Ten film jest błędem, nigdy nie powinien powstać. Dlaczego? Bo jest zły- nie. Bo mi się nie
podobał- też nie. Jest błędem, ponieważ w rzeczywistości są do wycięte sceny z
japońskiego oryginału z nieumiejętnie doklejonymi nowymi, z amerykańskim głównym
bohaterem. Film bezczelnie kopiuje wszystko z oryginału i sprzedaje się jako osobny
produkt. Sam z siebie nic nie ma do zaoferowania oprócz beznadziejnego amerykańskiego
dziennikarza, kiepskiego montażu, oraz słabego, źle dopasowanego dubbingu. No i
najważniejsze, amerykańska podróbka nie ma za grosz klimatu z oryginału.
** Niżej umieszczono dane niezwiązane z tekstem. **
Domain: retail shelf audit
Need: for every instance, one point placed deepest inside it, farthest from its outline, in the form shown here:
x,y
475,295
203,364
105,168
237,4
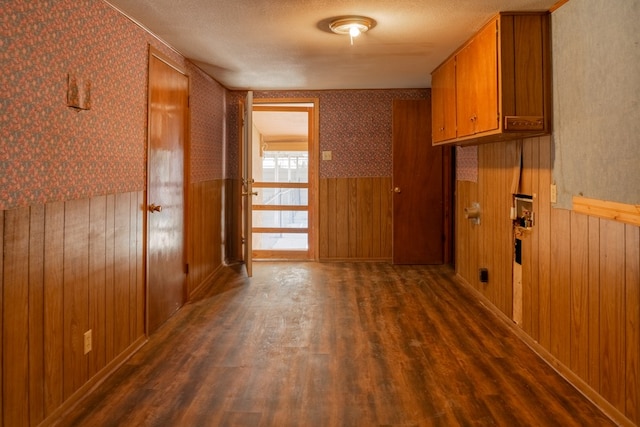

Zastanawiam się
tylko, jakim cudem twórcy nie zostali pozwani o plagiat. Chyba najgorszy remake jaki
powstał.
A znasz może jakiegoś fajnego linka, pod którym można znaleźć tę wersję.
Właśnie obejrzałem oryginalną japońską (rewelacyjna swoją drogą!), bez scen dodanych w tym "rimejku" i chciałbym sobie porównać obie wersje :)
Bez problemu da się znaleźć na gryzoniu, właściwie to nawet jak tam zaczniesz szukać w wersji japońskiej to i tak od razu wyskoczą Ci amerykańskie remake. Ja po obejrzeniu 10 minut zrezygnowałem, takie suchary. Oryginał faktycznie jest świetny.
Zero zrozumienia okoliczności powstania tego filmu. To jest wersja na rynek amerykański, który jest trudny dla zagranicznych produkcji. Zwłaszcza, że kino rozrywkowe ma swoje źródła właśnie w USA i to tam rozkwitło. Również w latach 50.
Ważnym faktem jest też data produkcji Godzilli - ledwo dekada po japońskim ataku na Jankesów!
No i unikalny pomysł przeniesienia fabuły na obcy grunt. Nie lektor, nie dubbing tylko narrator - naoczny świadek wydarzeń. Przecież to kapitalne!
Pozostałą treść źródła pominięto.